MPs each represent an individual electoral district, also known as a constituency or riding. MPs are elected using the first-past-the-post system in a general election or by-election, usually held every four years or less. In contrast, the 105 members of the Senate are appointed by the Crown on the advice of the prime minister.

== Representation ==
Seats are distributed among the provinces in proportion to population, as determined by each decennial census, subject to the following exceptions made by the Constitution of Canada. Firstly, the "Senate floor" guarantees that each province will have at least as many elected MPs as senators.
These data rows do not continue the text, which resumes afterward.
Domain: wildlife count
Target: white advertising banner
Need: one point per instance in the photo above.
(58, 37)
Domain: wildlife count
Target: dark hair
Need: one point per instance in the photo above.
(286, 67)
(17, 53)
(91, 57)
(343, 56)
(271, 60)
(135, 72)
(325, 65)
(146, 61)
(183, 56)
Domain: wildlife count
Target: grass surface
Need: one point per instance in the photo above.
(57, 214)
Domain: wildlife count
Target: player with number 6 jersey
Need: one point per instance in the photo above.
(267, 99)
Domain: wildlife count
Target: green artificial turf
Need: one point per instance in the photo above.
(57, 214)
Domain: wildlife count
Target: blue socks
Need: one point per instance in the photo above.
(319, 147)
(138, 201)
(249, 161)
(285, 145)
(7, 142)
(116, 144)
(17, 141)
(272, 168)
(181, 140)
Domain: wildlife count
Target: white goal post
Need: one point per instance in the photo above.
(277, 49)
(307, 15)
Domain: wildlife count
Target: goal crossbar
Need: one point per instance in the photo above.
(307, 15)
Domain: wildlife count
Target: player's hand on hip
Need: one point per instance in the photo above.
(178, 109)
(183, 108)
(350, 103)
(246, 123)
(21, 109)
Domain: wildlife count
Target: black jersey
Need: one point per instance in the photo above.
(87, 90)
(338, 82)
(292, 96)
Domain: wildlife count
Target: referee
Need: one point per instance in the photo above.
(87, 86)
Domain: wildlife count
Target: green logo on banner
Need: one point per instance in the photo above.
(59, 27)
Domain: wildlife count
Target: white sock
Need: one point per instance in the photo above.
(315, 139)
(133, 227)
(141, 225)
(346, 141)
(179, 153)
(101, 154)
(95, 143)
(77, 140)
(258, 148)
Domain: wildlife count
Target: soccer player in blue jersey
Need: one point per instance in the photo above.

Secondly, the "grandfather clause" guarantees each province has at least as many seats now as it had allocated in the 1985 Representation Act.

Following the 2022 Canadian federal electoral redistribution, the number of members is 343.

== Oath and affirmation ==
The oath for members of Parliament has stood the same since Confederation; according to Section IX.128 of the Constitution Act, 1867: "Every member of the Senate and the House of Commons of Canada shall before taking his Seat therein take and subscribe before the Governor General or some Person authorized by him, and every Member of a Legislative Council or Legislative Assembly of any Province shall before the Lieutenant Governor of the Province or some Person authorized by him, the Oath of Allegiance contained in the Fifth Schedule to the Act." The oath set out in said schedule is: I, [name], do swear, that I will be faithful and bear true Allegiance to Her Majesty Queen Victoria, with the further instruction that "the name of the King or Queen of the United Kingdom of Great Britain and Ireland for the Time being is to be substituted from Time to Time, with Proper Terms of Reference thereto." The oath reads as follows:
I, [name], do swear, that I will be faithful and bear true allegiance to His Majesty King Charles III.
 Or in French:

Je, [nom], jure que je serai fidèle et porterai une vraie allégeance à Sa Majesté le Roi Charles III.
For those parliamentarians whose religion prohibits the swearing of oaths, there exists a compromise affirmation, first instituted in 1905:

I, [name], do solemnly, sincerely and truly affirm and declare the taking of an oath is according to my religious belief unlawful, and I do also solemnly, sincerely and truly affirm and declare that I will be faithful and bear true allegiance to His Majesty King Charles III.

== Number of members ==

| Parliament(s) | Years | # of Ridings | +/– |
|---|---|---|---|
| 1st | 1867–1872 | 180 | Steady |
| 2nd | 1872–1874 | 200 | +20 |
| 3rd, 4th | 1874–1882 | 206 | +6 |
| 5th | 1882–1887 | 211 | +5 |
| 6th, 7th | 1887–1896 | 215 | +4 |
| 8th, 9th | 1896–1904 | 213 | −2 |
| 10th | 1904–1908 | 214 | +1 |
| 11th, 12th | 1908–1917 | 221 | +7 |
| 13th, 14th | 1917–1925 | 235 | +14 |
| 15th, 16th, 17th, 18th, 19th, 20th | 1925–1949 | 245 | +10 |
| 21st | 1949–1953 | 262 | +17 |
| 22nd, 23rd, 24th, 25th, 26th, 27th | 1953–1968 | 265 | +3 |
| 28th, 29th, 30th | 1968–1979 | 264 | −1 |
| 31st, 32nd, 33rd | 1979–1988 | 282 | +18 |
| 34th, 35th | 1988–1997 | 295 | +13 |
| 36th, 37th | 1997–2004 | 301 | +6 |
| 38th, 39th, 40th, 41st | 2004–2015 | 308 | +7 |
| 42nd, 43rd, 44th | 2015–2025 | 338 | +30 |
| 45th | Since 2025 | 343 | +5 |

== Privileges ==
Parliamentarians enjoy parliamentary privilege, as derived from common law.

In 2024, the annual salary of each MP was CAD203,100. Members may receive additional sums by virtue of other positions or functions they hold, such as that of Prime Minister, Speaker of the House or a minister of the Crown.